Breast Laid Plans

Undoubtedly the first game character designed with a slant towards titilation

Is it just me or are computer game characters getting sexier?

How’s that for an opening question, eh? I’d go as far as saying it’s up there with “Who really believes Natal will be good?” or “Why is Uwe Boll such a dick?” – please don’t sue me Uwe, it’s all in jest. Ok that’s a lie; I wish you’d stop making such terrible movies.

Before we get started, I’d just like to make it clear that I’m not going to fill this blog with lots of back story and history on how female characters in games have progressed from nothing more than a pair of luscious melons, to a pair of luscious melons with a brain and a big gun. I’ll leave that to one of our fine female writers – after they’ve done the dishes of course (don’t hurt me, it was a joke).

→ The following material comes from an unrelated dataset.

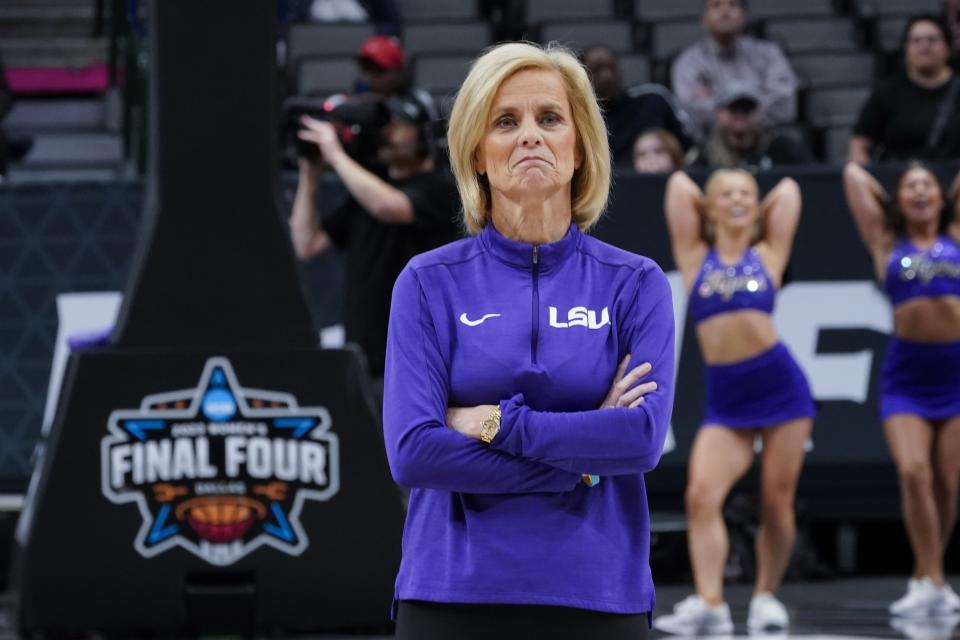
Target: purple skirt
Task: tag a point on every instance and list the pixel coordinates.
(920, 378)
(762, 391)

Surprisingly enough, when Lara Croft came on the scene I was one of the few people who wasn’t impressed by her massive cannons – or her guns for that matter – I thought she was just a poor excuse to sell more computer games to fat, sweaty men playing Playstation from their mum’s basement and actually borderline resented the fact that Eidos might possibly picture the majority of gamers in this same manner. Were the people who made the game fat, sweaty, womanless nerds? Possibly, in which case I could see why they thought all game players were the same but if not, shame on them. They unleashed a foul beast upon the world, the generic ‘big tits, big guns’ style female characters that have graced so many computer games.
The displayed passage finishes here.